I am working on Python Pandas. Dataframe is like:
Group | Group1 | Group2 | Group3 |
---|---|---|---|
11abc | q | q | q |
q | q | q | q |
q | 22abc | q | q |
I would like to create an additional column. If in the same row, there is an item matched substring "abc", the exact value will be copied to the new column.
Expected result:
|Group | Group1 | Group2 | Group3 | NewColumn |
|------|---------|---------|---------|-----------|
|11abc | q | q | q | 11abc |
|q | q | q | q | (no value)|
|q | 22abc | q | q | 22abc |
I googled a while and find out I can use pd.series.str.contains('abc')
to return TRUE. Then I planned to to loop through the columns. First of all I tried one column first by:
IF df_target[df_target['Group'].str.contains('abc')]:
df_target['NewColumn'] = df_target['Group']
However, I encounter the error "Cannot mask with non-boolean array containing NA / NaN values
". I have a step backward and I am not sure if I am on the correct direction.
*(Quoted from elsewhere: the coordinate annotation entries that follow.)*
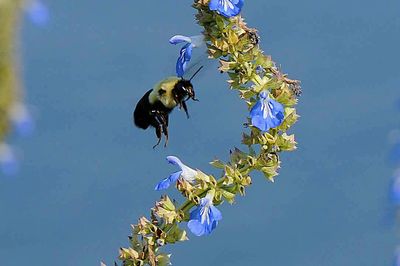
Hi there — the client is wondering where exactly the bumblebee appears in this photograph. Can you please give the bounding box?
[133,67,202,149]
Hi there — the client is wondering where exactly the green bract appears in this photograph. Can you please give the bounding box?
[120,0,301,265]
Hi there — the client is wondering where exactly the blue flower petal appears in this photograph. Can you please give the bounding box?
[250,91,285,132]
[250,101,263,116]
[154,171,182,191]
[208,0,219,11]
[169,35,192,44]
[188,197,222,236]
[167,156,183,167]
[188,220,207,236]
[183,43,193,61]
[176,43,193,77]
[208,0,244,18]
[0,143,19,176]
[210,205,222,221]
[251,116,268,132]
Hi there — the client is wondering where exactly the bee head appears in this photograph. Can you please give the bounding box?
[173,79,198,104]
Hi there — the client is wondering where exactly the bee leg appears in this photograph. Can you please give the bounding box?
[153,125,162,149]
[163,115,168,147]
[157,113,168,147]
[181,101,190,118]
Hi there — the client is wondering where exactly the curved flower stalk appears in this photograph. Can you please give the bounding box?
[0,0,43,174]
[119,0,301,266]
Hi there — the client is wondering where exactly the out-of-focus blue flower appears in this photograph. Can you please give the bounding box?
[26,0,50,26]
[208,0,244,18]
[0,143,19,176]
[250,91,284,132]
[11,103,35,137]
[188,194,222,236]
[169,35,204,77]
[155,156,197,190]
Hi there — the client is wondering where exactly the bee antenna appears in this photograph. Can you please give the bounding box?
[189,66,204,81]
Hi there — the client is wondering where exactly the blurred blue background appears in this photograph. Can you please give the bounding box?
[0,0,400,266]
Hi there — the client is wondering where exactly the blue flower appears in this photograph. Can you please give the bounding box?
[11,103,35,137]
[169,35,204,77]
[0,143,19,176]
[26,0,50,26]
[208,0,244,18]
[188,194,222,236]
[250,91,284,132]
[155,156,197,190]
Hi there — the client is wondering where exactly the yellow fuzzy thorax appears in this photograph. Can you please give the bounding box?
[149,77,181,108]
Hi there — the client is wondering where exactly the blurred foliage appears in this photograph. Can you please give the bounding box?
[0,0,22,143]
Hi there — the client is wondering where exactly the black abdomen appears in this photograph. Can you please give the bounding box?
[133,90,172,129]
[133,90,152,129]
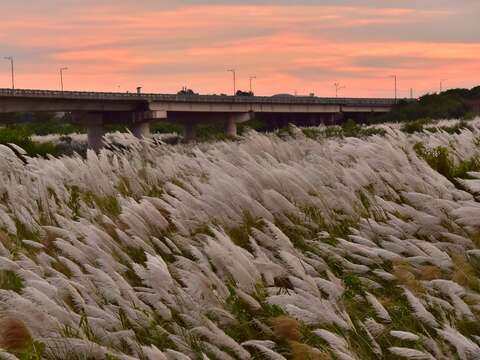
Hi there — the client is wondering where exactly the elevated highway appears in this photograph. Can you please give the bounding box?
[0,89,395,150]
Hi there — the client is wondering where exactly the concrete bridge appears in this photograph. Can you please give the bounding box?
[0,89,396,150]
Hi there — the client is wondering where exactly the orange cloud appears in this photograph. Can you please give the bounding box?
[0,5,480,96]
I would like to check with the community what would be the appropriate way in doing this kind of data transformation task in Pandas?
Many thanks..
CodePudding user response:
IIUC, stack and perform your match:
s = df.stack()
out = df.join(s[s.str.contains('abc')]
.groupby(level=0).agg(','.join)
.rename('NewColumn'))
output:
Group Group1 Group2 Group3 NewColumn
0 11abc q q q 11abc
1 q q q q NaN
2 q 22abc q q 22abc
CodePudding user response:
If posible multiple match you can filter rows with join by ,
:
df['NewColumn'] = df.apply(lambda x: ', '.join(x[x.str.contains('abc')]), axis=1)
print (df)
Group Group1 Group2 Group3 NewColumn
0 11abc q q q 11abc
1 q q q q
2 q 22abc q q 22abc